Die BCG-Experten haben mögliche Auswirkungen dieser Vorschläge für 32 Großbanken in zwölf Ländern bestimmt. Fazit: Die Tier-1-Quote dieser Banken kann bis zu 50 Prozent absinken. Dies liegt in der künftigen Nichtanerkennung bestimmter Positionen (vor allem Hybridinstrumente) als Tier-1-Kapital und einer Erhöhung der risikogewichteten Aktiva (RWA) aufgrund strengerer Vorgaben zur Risikoberechnung begründet.

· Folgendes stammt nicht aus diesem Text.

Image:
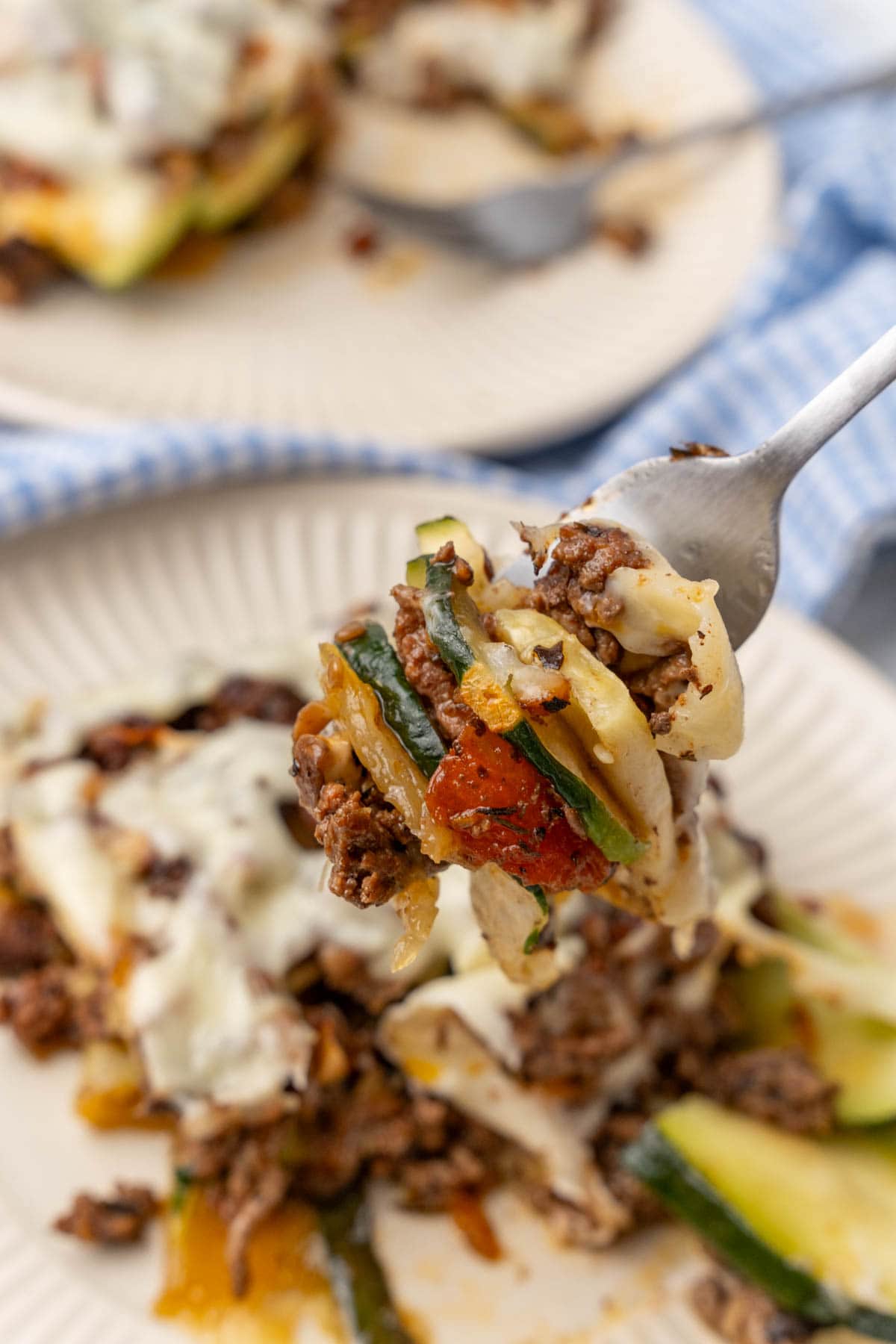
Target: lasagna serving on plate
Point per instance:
(128, 124)
(163, 910)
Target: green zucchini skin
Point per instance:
(356, 1275)
(415, 571)
(374, 660)
(613, 839)
(656, 1162)
(441, 623)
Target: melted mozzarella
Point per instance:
(63, 859)
(438, 1051)
(169, 74)
(217, 804)
(205, 1030)
(508, 53)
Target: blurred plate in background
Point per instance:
(100, 598)
(415, 349)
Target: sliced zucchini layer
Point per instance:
(376, 663)
(398, 777)
(433, 535)
(119, 228)
(857, 1053)
(809, 1221)
(112, 233)
(454, 628)
(225, 198)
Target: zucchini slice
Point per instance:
(359, 1283)
(454, 628)
(375, 662)
(809, 1221)
(435, 534)
(112, 234)
(855, 1051)
(227, 196)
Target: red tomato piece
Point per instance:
(505, 812)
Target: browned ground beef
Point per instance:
(780, 1086)
(23, 269)
(28, 937)
(373, 853)
(7, 856)
(167, 878)
(573, 591)
(46, 1012)
(691, 449)
(423, 667)
(620, 996)
(657, 688)
(742, 1313)
(119, 1221)
(112, 746)
(40, 1009)
(249, 698)
(344, 972)
(309, 765)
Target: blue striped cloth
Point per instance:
(817, 302)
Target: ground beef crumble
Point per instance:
(245, 698)
(25, 269)
(120, 1219)
(621, 999)
(28, 937)
(742, 1313)
(780, 1086)
(47, 1012)
(657, 688)
(374, 855)
(574, 589)
(423, 667)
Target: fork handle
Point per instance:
(775, 109)
(791, 447)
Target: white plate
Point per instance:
(417, 349)
(96, 598)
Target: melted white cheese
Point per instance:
(89, 87)
(512, 52)
(60, 851)
(218, 806)
(205, 1030)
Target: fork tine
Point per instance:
(444, 226)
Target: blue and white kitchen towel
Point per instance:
(827, 293)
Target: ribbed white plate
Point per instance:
(425, 349)
(99, 598)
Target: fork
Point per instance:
(719, 517)
(529, 223)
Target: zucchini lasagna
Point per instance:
(161, 912)
(550, 738)
(127, 125)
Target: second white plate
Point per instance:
(99, 598)
(415, 349)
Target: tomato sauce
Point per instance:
(505, 812)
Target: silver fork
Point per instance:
(719, 517)
(529, 223)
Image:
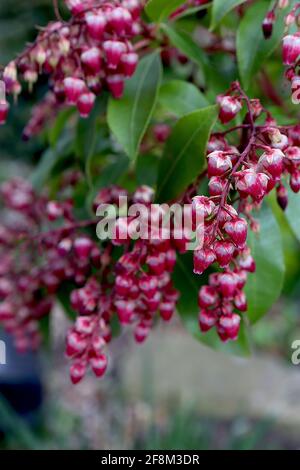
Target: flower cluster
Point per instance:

Um ihre Tier-1-Quote auf ein angemessenes Niveau von sechs bis acht Prozent zu bringen, wäre für die Banken eine Kapitalerhöhung von 15 bis 40 Prozent beziehungsweise 280 bis 650 Milliarden US-Dollar oder eine entsprechende Reduktion ihres Neugeschäfts notwendig. Während Ersteres zu einer Verwässerung bestehender Aktienstrukturen führen würde, hätte Letzteres eine Reduktion der Profitabilität zur Folge. Die BCG-Studie schätzt einen Wertverlust der Aktien von zwölf bis 25 Prozent für diese 32 Banken.
"Nicht jede Bank fürchtet diese Entwicklung", stellt Peter Neu, Risikomanagement-Experte und Mitautor der Studie, fest. "Für Banken mit einer stabilen Refinanzierungsquelle und einer starken Kapitalbasis ist dieser Umbruch eine Chance, um ihren Marktanteil auszubauen und die Schwäche ihrer Wettbewerber auszunutzen."